14/05/2018 
Actualité Juridique par Me Emmanuel Rubi

COPROPRIETE : conditions d’occupation des parties communes à titre précaire

M. X... et la société L'Aigle blanc, propriétaires de lots à usage de restaurant dans un immeuble placé sous le régime de la copropriété, ont assigné le syndicat des copropriétaires en annulation de la décision de l'assemblée générale du 27 avril 2013 autorisant l'occupation à titre précaire des parties communes extérieures [ndlr : emplacements communs de stationnement] par la société Le Rencard, locataire d'un lot à usage de restauration rapide.

La cour de cassation rejette les pourvois de M. X... et la société L'Aigle blanc contre l'arrêt, aux motifs« qu'ayant relevé que l'occupation de parties communes, consentie par la résolution attaquée à titre précaire et sur une surface déterminée, était révocable et que la terrasse installée par la société Le Rencard était démontable, la cour d'appel, qui n'avait pas à procéder à des recherches qui ne lui étaient pas demandées, ni de répondre à un moyen inopérant tiré de l'autorité de la chose jugée, a exactement retenu que la décision relevait de la majorité prévue à l'article 24 de la loi du 10 juillet 1965 ».

Pour aller plus loin …

Les pourvois faisaient valoir en substance :

que l'assemblée générale des copropriétaires peut prendre, à la majorité des membres du syndicat représentant au moins les deux tiers des voix (art. 26), les décisions concernant la jouissance, l'usage et l'administration des parties communes telles que visées dans le règlement de copropriété.

La mise en œuvre de la terrasse s'analyse en une transformation, addition ou amélioration, de sorte que l'autorisation y afférente aurait dû être donnée à la majorité des deux tiers.

La transformation, fût-elle temporaire, des emplacements de stationnement en terrasse d'un restaurant privait les copropriétaires de la jouissance desdits emplacements qui leur était jusque-là réservée.

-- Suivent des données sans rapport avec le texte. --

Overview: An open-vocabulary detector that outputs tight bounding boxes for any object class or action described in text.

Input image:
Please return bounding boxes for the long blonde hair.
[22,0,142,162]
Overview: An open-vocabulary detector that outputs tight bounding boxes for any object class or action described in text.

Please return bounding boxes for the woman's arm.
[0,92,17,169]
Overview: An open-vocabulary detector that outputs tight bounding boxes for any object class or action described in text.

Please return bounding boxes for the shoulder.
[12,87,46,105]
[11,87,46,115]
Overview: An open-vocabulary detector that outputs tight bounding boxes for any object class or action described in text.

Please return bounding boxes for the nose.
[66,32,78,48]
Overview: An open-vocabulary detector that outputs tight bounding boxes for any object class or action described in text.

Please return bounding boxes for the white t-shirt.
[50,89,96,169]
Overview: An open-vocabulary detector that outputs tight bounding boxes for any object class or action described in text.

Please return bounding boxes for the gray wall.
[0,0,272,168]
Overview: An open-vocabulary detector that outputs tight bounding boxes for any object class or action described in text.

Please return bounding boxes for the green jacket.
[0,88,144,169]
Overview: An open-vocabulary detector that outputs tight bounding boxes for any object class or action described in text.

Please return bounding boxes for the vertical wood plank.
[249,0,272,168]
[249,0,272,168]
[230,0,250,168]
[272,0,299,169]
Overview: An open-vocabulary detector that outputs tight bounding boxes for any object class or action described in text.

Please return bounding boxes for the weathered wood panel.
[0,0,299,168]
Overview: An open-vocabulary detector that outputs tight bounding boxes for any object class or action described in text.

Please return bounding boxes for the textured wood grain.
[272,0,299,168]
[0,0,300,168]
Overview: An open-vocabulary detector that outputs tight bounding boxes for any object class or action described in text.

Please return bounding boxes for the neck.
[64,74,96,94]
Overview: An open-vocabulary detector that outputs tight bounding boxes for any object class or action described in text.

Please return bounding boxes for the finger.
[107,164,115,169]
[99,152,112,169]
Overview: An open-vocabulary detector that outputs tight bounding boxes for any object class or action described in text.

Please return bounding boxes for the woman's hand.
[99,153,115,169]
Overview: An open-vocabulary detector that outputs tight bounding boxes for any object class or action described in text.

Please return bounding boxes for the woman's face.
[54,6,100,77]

La cour d’appel considérait que le fait que l'occupation privative par la société Le Rencard des emplacements communs de stationnement, qui avait été autorisée par la résolution n° 33 de l'assemblée générale des copropriétaires du 27 avril 2013, ne portait pas atteinte à la destination de l'immeuble, que l’occupation privative était temporaire, que la terrasse installée par la société Le Rencard ne causait aucune dégradation aux parties communes sur lesquelles elle était posée, pour en déduire qu'il n'était pas nécessaire que celle-ci soit autorisée par l'assemblée générale des copropriétaires statuant à la majorité des deux tiers.